The Man History Called the Beast of Belsen
The Third Reich and the Men Who Ran It
Nazi Germany, formally known as the Third Reich, existed from 1933 to 1945. In that twelve-year span, it became responsible for the deaths of millions of people across Europe, Asia, and Africa — through deliberate state persecution, forced labor, systematic extermination, and the devastation of World War II. Adolf Hitler placed power in the hands of a carefully selected group of ideologically committed men. These officials were not passive administrators. They made operational decisions, issued orders, and in many cases personally participated in mass killings. Understanding who these men were and how they functioned within the Nazi system is essential to understanding how industrialized atrocity becomes possible at all.
How the Camp System Actually Worked
The concentration camp network was not built overnight.

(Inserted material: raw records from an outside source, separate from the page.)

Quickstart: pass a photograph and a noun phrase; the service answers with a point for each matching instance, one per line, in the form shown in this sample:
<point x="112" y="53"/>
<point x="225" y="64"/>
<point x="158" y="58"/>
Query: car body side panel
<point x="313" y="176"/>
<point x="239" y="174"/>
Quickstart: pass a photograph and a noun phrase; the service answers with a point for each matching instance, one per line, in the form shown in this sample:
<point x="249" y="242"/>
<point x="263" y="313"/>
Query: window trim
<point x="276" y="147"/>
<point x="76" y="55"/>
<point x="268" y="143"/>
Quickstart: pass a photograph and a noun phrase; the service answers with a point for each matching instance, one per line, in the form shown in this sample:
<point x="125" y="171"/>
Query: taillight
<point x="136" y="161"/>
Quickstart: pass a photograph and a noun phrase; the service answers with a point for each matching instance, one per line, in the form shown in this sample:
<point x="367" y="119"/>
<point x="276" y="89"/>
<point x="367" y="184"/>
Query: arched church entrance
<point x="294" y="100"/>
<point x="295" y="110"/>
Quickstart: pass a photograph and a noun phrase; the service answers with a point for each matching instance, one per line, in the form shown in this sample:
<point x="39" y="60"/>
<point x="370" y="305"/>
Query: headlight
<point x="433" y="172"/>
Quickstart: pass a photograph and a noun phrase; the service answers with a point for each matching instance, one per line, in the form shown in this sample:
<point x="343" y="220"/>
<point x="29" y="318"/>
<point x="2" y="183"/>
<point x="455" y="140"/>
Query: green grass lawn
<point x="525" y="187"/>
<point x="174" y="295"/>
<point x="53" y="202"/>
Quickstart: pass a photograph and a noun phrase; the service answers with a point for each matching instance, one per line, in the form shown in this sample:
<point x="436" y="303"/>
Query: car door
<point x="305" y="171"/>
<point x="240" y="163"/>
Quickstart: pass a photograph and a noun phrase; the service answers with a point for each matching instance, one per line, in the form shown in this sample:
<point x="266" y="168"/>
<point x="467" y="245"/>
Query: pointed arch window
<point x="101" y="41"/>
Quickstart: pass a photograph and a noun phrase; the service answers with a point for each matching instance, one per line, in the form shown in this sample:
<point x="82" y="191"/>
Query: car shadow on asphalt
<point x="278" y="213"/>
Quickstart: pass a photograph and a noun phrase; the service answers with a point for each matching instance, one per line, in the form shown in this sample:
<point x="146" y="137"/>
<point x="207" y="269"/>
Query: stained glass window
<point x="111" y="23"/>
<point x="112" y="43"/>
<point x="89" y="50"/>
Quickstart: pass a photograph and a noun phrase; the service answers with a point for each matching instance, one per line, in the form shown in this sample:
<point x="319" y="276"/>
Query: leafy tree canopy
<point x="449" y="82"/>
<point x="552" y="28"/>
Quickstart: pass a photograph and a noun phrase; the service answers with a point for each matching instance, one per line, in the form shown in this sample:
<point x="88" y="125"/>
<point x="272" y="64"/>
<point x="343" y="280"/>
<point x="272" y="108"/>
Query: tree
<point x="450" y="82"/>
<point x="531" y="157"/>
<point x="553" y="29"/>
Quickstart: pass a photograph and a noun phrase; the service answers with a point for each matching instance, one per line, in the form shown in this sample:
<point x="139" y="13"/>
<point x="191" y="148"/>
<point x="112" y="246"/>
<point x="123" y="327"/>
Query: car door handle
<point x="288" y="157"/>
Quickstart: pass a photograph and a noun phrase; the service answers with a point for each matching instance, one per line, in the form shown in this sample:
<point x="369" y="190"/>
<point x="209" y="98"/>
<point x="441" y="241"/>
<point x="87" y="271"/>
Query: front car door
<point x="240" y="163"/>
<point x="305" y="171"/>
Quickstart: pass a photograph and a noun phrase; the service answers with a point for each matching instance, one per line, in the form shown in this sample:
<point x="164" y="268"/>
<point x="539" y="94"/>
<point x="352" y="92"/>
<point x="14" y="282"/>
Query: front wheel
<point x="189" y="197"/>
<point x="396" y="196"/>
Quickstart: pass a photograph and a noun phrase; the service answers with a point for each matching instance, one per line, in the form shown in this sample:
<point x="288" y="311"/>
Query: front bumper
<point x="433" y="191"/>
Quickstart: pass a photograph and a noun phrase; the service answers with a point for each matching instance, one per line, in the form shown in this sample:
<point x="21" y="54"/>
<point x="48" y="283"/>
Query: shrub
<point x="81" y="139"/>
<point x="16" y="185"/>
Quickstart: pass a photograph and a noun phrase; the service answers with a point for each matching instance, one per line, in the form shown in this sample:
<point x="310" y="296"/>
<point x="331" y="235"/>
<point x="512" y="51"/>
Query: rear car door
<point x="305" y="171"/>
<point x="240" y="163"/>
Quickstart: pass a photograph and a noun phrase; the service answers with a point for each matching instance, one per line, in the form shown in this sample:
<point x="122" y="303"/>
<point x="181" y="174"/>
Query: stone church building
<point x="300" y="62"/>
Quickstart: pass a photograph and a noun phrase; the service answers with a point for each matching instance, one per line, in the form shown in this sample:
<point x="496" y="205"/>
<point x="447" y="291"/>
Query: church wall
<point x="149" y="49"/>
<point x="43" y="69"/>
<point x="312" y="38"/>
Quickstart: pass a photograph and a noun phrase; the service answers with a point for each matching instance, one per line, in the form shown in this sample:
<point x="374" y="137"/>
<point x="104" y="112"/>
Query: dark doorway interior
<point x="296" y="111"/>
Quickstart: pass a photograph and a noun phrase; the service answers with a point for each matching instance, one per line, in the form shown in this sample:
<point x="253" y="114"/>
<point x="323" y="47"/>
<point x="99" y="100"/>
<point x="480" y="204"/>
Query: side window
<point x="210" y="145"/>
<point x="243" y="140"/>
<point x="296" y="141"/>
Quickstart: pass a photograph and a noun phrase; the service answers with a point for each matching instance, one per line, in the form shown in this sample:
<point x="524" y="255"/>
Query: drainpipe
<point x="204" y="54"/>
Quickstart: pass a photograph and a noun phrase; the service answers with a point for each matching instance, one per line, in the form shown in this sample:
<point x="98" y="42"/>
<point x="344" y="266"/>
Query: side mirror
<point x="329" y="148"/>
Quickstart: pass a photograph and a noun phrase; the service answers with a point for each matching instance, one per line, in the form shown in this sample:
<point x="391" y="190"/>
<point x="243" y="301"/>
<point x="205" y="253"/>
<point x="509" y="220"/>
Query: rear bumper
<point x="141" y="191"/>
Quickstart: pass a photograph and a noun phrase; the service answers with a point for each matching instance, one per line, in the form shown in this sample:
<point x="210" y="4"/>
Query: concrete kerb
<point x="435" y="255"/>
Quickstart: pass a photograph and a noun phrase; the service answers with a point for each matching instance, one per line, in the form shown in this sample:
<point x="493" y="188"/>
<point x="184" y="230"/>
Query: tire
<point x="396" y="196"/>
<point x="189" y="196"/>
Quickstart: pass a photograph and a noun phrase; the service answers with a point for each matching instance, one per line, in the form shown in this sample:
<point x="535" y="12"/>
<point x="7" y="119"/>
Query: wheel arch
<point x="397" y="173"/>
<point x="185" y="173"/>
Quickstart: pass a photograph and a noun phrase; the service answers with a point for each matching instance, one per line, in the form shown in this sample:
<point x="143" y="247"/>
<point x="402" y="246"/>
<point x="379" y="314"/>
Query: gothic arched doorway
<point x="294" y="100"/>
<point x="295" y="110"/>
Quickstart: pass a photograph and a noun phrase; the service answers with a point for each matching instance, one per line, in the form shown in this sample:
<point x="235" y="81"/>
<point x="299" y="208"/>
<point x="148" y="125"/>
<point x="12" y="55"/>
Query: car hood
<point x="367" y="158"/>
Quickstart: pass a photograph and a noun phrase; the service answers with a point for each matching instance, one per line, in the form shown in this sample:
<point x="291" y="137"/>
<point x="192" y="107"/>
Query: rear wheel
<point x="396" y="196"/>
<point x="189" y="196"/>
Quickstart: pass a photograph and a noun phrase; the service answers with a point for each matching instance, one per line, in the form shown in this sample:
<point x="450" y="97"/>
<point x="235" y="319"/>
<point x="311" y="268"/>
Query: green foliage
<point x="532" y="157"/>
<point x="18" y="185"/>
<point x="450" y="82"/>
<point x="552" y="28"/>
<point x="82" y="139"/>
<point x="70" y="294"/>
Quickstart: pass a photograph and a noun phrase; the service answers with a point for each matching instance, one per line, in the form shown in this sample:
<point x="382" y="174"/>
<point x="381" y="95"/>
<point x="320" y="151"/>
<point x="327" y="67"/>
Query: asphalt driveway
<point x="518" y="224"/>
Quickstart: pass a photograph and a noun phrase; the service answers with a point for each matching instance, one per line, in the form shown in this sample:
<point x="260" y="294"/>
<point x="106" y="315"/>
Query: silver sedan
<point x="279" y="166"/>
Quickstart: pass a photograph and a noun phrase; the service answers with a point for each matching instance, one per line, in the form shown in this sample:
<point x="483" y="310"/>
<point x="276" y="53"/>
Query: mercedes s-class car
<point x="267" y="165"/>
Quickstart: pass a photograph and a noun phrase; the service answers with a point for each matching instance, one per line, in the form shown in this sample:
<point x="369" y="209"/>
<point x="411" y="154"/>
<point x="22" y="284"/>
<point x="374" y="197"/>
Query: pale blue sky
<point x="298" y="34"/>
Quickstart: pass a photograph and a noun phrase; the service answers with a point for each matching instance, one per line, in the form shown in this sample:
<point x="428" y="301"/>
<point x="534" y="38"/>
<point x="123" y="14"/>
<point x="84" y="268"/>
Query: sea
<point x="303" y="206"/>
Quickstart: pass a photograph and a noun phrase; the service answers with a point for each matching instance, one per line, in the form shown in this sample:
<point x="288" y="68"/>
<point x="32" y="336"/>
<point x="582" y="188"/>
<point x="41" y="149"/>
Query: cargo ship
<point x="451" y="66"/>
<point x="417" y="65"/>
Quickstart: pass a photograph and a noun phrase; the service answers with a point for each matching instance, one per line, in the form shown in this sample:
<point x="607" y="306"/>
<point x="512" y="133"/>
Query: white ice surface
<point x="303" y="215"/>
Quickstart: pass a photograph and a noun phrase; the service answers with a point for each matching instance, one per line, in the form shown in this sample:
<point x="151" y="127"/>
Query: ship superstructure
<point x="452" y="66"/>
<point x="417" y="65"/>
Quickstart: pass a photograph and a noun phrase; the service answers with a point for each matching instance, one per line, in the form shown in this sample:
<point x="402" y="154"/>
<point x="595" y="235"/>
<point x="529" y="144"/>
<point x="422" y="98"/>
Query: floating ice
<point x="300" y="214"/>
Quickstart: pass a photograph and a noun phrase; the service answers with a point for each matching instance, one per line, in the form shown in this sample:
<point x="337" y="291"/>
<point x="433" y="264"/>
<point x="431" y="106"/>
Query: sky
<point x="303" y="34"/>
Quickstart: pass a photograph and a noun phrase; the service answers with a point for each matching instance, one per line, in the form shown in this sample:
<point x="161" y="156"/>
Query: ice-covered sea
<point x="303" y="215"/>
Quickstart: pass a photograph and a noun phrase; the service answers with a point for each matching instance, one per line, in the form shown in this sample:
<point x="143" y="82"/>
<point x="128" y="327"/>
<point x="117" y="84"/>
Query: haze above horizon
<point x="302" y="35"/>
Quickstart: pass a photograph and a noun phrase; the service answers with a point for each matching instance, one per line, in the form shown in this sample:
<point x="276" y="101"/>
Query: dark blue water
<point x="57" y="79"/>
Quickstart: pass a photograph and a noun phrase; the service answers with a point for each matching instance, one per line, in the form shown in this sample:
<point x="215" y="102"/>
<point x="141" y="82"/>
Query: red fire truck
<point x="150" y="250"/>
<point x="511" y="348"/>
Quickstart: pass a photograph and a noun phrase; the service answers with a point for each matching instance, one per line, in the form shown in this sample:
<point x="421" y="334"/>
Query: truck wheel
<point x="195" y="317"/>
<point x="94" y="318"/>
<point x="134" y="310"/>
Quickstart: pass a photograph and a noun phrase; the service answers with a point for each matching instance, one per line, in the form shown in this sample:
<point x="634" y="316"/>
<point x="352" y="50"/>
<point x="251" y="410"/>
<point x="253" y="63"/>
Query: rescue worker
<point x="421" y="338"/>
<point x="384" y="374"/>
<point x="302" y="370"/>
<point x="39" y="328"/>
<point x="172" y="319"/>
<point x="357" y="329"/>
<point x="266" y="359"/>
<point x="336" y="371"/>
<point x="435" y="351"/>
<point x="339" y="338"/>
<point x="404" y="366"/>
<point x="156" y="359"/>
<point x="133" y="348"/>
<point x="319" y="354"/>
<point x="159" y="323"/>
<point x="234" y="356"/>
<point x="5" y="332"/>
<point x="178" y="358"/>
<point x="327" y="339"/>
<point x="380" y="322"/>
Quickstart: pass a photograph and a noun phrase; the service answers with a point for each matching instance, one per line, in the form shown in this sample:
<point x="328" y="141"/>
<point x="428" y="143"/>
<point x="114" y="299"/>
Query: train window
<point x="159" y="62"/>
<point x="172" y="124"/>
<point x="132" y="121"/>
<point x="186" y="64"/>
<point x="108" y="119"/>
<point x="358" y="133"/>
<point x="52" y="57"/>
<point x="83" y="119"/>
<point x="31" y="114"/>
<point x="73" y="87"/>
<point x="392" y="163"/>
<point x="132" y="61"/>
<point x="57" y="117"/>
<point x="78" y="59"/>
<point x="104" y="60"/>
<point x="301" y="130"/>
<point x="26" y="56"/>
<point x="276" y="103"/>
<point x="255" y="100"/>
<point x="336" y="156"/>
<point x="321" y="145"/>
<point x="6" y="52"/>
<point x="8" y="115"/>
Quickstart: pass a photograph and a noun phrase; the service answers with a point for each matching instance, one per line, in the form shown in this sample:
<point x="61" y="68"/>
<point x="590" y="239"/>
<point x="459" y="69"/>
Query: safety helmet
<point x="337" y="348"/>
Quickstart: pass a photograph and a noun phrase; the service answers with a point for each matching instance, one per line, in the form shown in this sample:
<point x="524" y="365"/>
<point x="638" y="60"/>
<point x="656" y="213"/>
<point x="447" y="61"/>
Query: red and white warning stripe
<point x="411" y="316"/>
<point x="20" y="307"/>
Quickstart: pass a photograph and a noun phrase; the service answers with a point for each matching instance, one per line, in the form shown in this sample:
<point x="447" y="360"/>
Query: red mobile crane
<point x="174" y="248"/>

It expanded gradually, beginning with political prisoners in the early 1930s and eventually scaling into a continent-wide apparatus targeting Jews, Roma, Soviet POWs, and other groups deemed enemies of the state. Each camp required administrators — men who could manage logistics, enforce discipline, and carry out killing operations without resistance or remorse. The SS, Heinrich Himmler’s paramilitary organization, supplied most of these administrators. They were recruited, trained, and promoted through a bureaucratic structure that rewarded brutality and punished hesitation. Careers were built on body counts.
Josef Kramer Before Bergen-Belsen
Josef Kramer did not begin his career as a camp commandant. He worked his way up through the system, serving in a series of transit and detention facilities in occupied territories before being entrusted with command-level responsibilities. His early postings gave him a working knowledge of camp logistics — prisoner processing, labor assignment, and the infrastructure of mass detention. These were not passive administrative roles. They required direct participation in decisions about who lived, who worked, and who was killed. By the time Kramer was handed a commandant’s position, he had already accumulated years of operational experience in the system.
The Natzweiler-Struthof Assignment
In 1941, Kramer was sent to run the Natzweiler-Struthof concentration camp in occupied France — one of the only camps located on what is now French soil. It was here that his personal willingness to kill became unambiguous. Kramer personally gassed approximately 80 to 86 Jewish men and women, using the bodies afterward for skeleton collection research being conducted by a professor at the Reich University of Strasbourg. He later described the killings in clinical, detached terms during his postwar trial — explaining the process step by step with no apparent distress. The statement became one of the more chilling documents produced during the Nuremberg-era proceedings.